Soutenance de thèse Sara ALMASI

I have the pleasure of inviting you to my thesis defense, which will take place on Wednesday, April 24th at 9:30 a.m . in the salle des thèses in the ENSIACET/INP building.

The thesis is entitled « A Sustainable Catalyst and Vibromixing Process for Enhancing Biodiesel and Biolubricant Production », directed by Joelle AUBIN (LGC) and Barat GHOBADIAN (Tarbiat Modares University, Iran).

The defense will be conducted in English.

The jury will be composed of:

• Ms. Martine POUX, Co-encadrante, Toulouse INP
• Ms.
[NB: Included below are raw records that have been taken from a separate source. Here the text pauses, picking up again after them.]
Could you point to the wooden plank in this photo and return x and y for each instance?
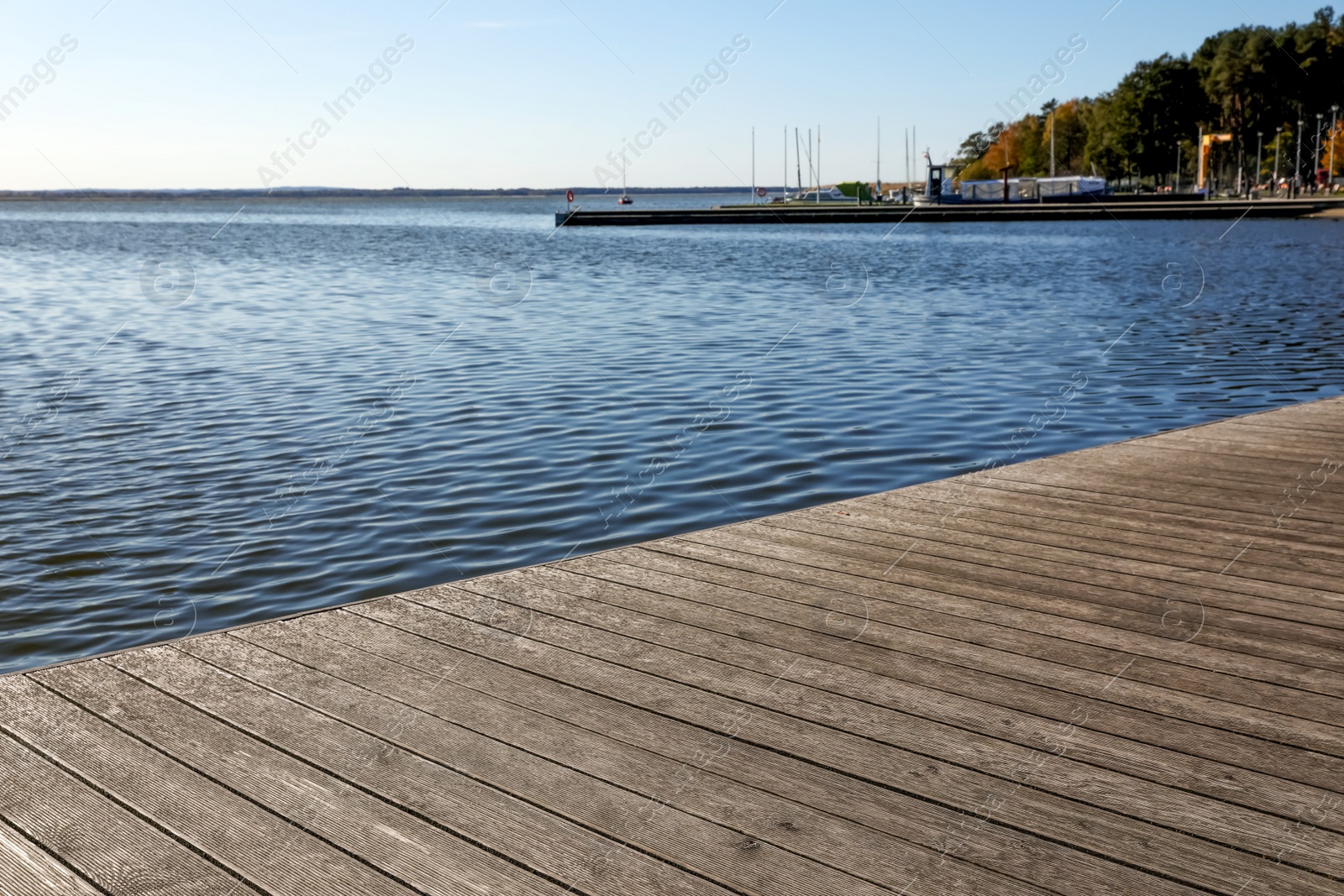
(96, 837)
(1158, 728)
(1270, 680)
(949, 720)
(445, 773)
(396, 842)
(336, 672)
(1268, 602)
(1011, 493)
(1220, 714)
(969, 685)
(996, 705)
(1066, 584)
(27, 871)
(940, 633)
(822, 731)
(895, 537)
(717, 752)
(1008, 851)
(270, 852)
(1032, 524)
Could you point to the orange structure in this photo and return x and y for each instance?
(1206, 147)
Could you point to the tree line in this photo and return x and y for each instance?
(1250, 82)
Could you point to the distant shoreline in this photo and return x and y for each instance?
(333, 192)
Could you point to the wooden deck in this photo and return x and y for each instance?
(1117, 671)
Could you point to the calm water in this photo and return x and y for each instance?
(328, 401)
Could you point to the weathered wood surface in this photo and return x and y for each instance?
(1117, 671)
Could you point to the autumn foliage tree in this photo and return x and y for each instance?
(1242, 81)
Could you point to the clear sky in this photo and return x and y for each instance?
(537, 93)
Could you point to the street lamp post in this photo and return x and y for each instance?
(1260, 144)
(1297, 165)
(1278, 141)
(1316, 156)
(1335, 123)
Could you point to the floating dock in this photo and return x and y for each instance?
(1116, 671)
(1105, 208)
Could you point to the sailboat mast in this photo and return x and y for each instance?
(797, 159)
(753, 164)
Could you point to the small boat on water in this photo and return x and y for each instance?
(624, 199)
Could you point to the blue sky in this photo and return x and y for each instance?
(538, 93)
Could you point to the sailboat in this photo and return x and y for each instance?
(624, 199)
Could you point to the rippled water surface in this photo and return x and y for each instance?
(315, 402)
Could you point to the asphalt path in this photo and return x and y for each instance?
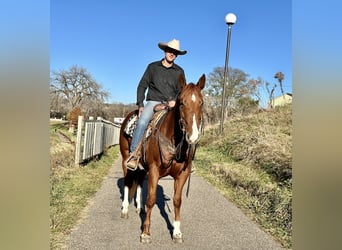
(208, 220)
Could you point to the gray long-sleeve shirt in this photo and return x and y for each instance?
(162, 83)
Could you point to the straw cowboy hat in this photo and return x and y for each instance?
(173, 44)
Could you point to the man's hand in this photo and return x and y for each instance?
(140, 111)
(171, 103)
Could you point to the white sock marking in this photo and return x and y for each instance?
(125, 202)
(138, 197)
(176, 228)
(195, 131)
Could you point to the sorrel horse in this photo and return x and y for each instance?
(169, 150)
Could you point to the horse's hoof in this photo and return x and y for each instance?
(144, 238)
(178, 238)
(124, 215)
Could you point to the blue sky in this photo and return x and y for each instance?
(115, 40)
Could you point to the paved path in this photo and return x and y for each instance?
(209, 221)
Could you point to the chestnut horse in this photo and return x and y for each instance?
(169, 150)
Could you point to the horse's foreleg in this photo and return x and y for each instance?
(177, 202)
(125, 203)
(138, 199)
(151, 200)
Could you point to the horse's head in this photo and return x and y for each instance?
(190, 108)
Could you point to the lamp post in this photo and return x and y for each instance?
(230, 20)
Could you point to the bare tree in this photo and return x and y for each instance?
(280, 76)
(77, 86)
(270, 94)
(239, 86)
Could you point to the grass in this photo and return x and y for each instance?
(71, 187)
(251, 165)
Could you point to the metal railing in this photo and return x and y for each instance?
(93, 137)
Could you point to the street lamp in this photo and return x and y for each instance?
(230, 20)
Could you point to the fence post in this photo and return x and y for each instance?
(78, 140)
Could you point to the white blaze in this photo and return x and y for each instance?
(195, 131)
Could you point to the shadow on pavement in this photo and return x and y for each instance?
(161, 203)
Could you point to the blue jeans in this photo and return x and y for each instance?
(143, 121)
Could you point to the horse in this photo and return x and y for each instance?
(168, 151)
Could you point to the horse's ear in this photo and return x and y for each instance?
(182, 81)
(201, 82)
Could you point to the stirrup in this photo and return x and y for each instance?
(132, 163)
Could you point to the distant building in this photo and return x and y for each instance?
(281, 100)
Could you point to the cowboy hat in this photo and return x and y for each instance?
(173, 44)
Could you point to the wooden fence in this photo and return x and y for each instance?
(93, 137)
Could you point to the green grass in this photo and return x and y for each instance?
(71, 187)
(251, 165)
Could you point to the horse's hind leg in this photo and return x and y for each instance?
(129, 190)
(177, 202)
(138, 198)
(125, 203)
(151, 200)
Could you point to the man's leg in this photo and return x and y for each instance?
(139, 131)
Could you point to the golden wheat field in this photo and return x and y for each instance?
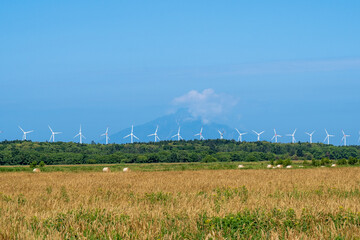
(318, 203)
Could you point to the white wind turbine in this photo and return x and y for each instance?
(258, 134)
(344, 137)
(106, 134)
(310, 135)
(293, 140)
(155, 134)
(53, 134)
(275, 136)
(201, 137)
(221, 134)
(240, 135)
(81, 136)
(178, 135)
(328, 136)
(24, 133)
(131, 135)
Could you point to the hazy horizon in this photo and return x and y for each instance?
(278, 64)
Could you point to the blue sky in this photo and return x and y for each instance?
(274, 64)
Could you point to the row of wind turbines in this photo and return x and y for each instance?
(275, 137)
(200, 135)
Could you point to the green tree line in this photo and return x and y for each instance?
(26, 152)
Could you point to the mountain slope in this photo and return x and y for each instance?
(168, 127)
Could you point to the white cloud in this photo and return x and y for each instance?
(207, 104)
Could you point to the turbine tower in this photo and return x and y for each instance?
(344, 137)
(106, 134)
(258, 134)
(292, 136)
(328, 136)
(178, 135)
(221, 134)
(80, 135)
(53, 134)
(131, 135)
(200, 135)
(240, 135)
(155, 134)
(310, 135)
(275, 136)
(24, 133)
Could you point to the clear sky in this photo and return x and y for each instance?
(267, 64)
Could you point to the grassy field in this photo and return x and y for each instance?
(314, 203)
(148, 167)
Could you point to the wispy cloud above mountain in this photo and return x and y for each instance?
(207, 105)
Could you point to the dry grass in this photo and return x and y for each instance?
(272, 203)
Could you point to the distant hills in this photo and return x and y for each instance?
(168, 127)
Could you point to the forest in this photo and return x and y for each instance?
(26, 152)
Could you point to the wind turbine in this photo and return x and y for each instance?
(24, 133)
(275, 136)
(310, 135)
(292, 136)
(344, 137)
(53, 134)
(155, 134)
(221, 134)
(106, 134)
(240, 135)
(328, 136)
(131, 135)
(258, 134)
(178, 135)
(80, 135)
(200, 135)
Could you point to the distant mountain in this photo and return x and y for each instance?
(168, 127)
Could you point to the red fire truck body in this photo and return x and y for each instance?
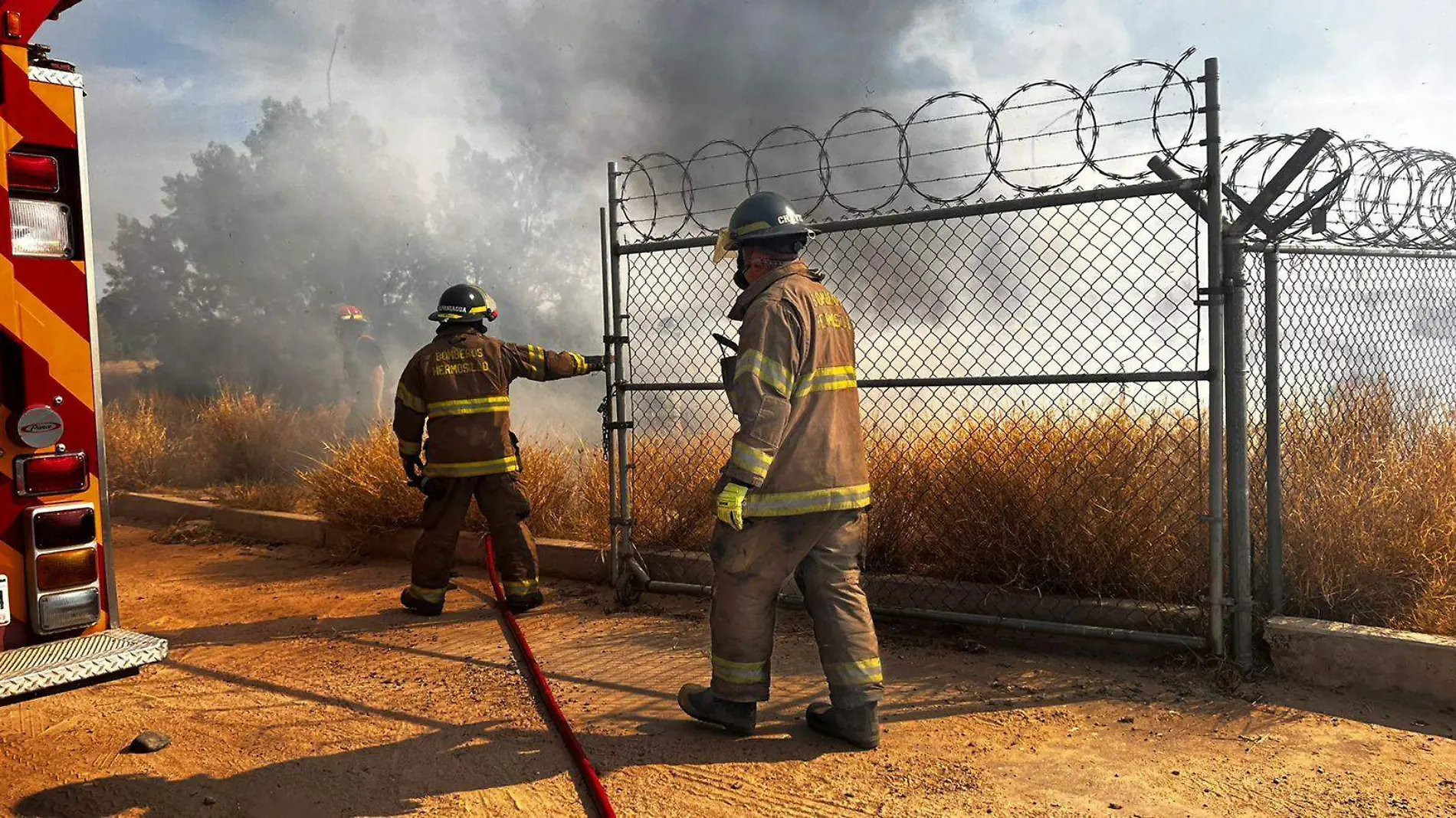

Shaliza IBRAHIM, Rapporteur, University Malaya, Malaysia
• Mr. Lionel ESTEL, Rapporteur, INSA Rouen
• Mr. Pascal FONGARLAND, Examiner, Université Claude Bernard Lyon

Abstract

The environmental impact caused by the use of non-renewable fuel and lubricant resources, coupled with concerns about climate change, has increased the demand for sustainable energy sources. Biobased products, such as biodiesel and bio-lubricants, have emerged as alternatives to mineral fuels and lubricants due to their availability, renewability, lower gas emissions, non-toxicity and biodegradability. Although biodiesel and bio-lubricants are typically produced through the transesterification reaction with homogeneous catalysts in conventional stirred-tank reactors, there are two primary challenges associated with each of these processes. Firstly, the use of homogeneous catalysts requires numerous and costly purification steps. Heterogeneous basic catalysts that have high surface area and that are reusable and easy to separate are a promising solution to mitigate these challenges. Secondly, the transesterification reaction is a slow mass-transfer limited reaction that involves two immiscible liquids, specifically triglyceride and methanol. For biodiesel production in stirred-tank reactors there are many associated challenges such as inadequate mixing, limited interfacial area between liquids and long process times. This results in low biodiesel content and the formation of undesirable secondary products. Alternate mixing equipment that improves liquid-liquid contacting to intensify and enhance the transesterification may be required.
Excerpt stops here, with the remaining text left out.